Então, como ‘equilibrar os pratinhos autoaceitação incondicional X quebra de padrões estéticos? Não existe fórmula pronta para lidar com isso. Cada cliente é única em sua história e momento de vida, dificuldades de imagem e demandas ao contratar uma consultoria de imagem. No meu caso, sempre trabalhei em prol da diversidade, sempre focando a cliente, sempre atenta para não impor modelos idealizados, estilo e identidade visual X, Y, Z de acordo com corpo ou idade. Quando nos propomos a ser catalisadoras do processo, colocando de verdade a cliente como protagonista, temos muito mais possibilidades de a pessoa implementar as mudanças propostas, porque ela vai se reconhecer nelas.
O QUE PODE AJUDAR A ‘EQUILIBRAR OS PRATINHOS’?
- Não é fácil alterar padrões estéticos. Tento em meu trabalho na consultoria de imagem que a cliente comece a se entender com seu corpo, não aquele ‘corpo perfeito e padronizado’, ainda tão exaltado pela indústria da moda.
- De tal forma que isso redunde em mais conforto com sua aparência, mais bem-estar com sua imagem, mais disposição para buscar e descobrir seu estilo.
- Uma consultoria de imagem humanizada, que pode fazer diferença na vida da pessoa, e ser um elemento de transformação, não estimula ideais e modelos de imagens às vezes impiedosos da cliente em relação à própria aparência.
- Ajudar a cliente a não buscar uma imagem idealizada, alimentando padrões inalcançáveis, passa longe do discurso da positividade tóxica e da aceitação incondicional.
- Toda mulher, o que independe de idade, peso, tipo de cabelo, pele, tem questões de insatisfações com o corpo e o rosto. Não à toa, a pesquisa Dove Real Beleza revelou que somente 4% das mulheres do mundo se acham belas, dado que levou a multinacional à sua primeira campanha pela diversidade.
- Não perco de vista o cuidado para não julgar ou encher de conselhos a cliente.
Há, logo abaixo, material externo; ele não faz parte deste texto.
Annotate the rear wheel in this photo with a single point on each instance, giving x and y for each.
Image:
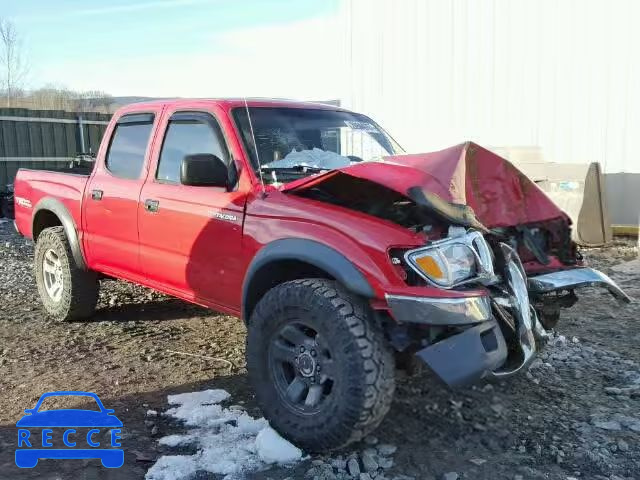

Não é esse o meu papel!
- Fico atenta ao que a cliente conta em relação à sua imagem. Redobro a minha escuta, porque a cliente vai relatar ou dar pistas sobre suas dificuldades.
- É minha disposição de escuta que pode abrir essas brechas e tento fazer o melhor uso delas para ajudar a cliente em suas dificuldades e demandas de estilo e imagem.
- Entregar soluções de estilo e imagem pessoal, de acordo com as necessidades e os interesses da cliente, quando percebo que ela vive um momento de muita insatisfação com sua aparência, mesmo que tenha o dito corpo perfeito, me exige mais tempo e disponibilidade de escuta. O processo da consultoria de imagem será mais longo, como preconiza o método Interno.
- Com cautela, tento entender melhor minha cliente, levantando algumas questões sempre a partir de suas falas e de suas observações. Sem colocar palavras na boca da cliente. Ou dar às palavras sentidos que não foram ditos por ela. Processo humanizado na consultoria de estilo e imagem não se dá sem isso.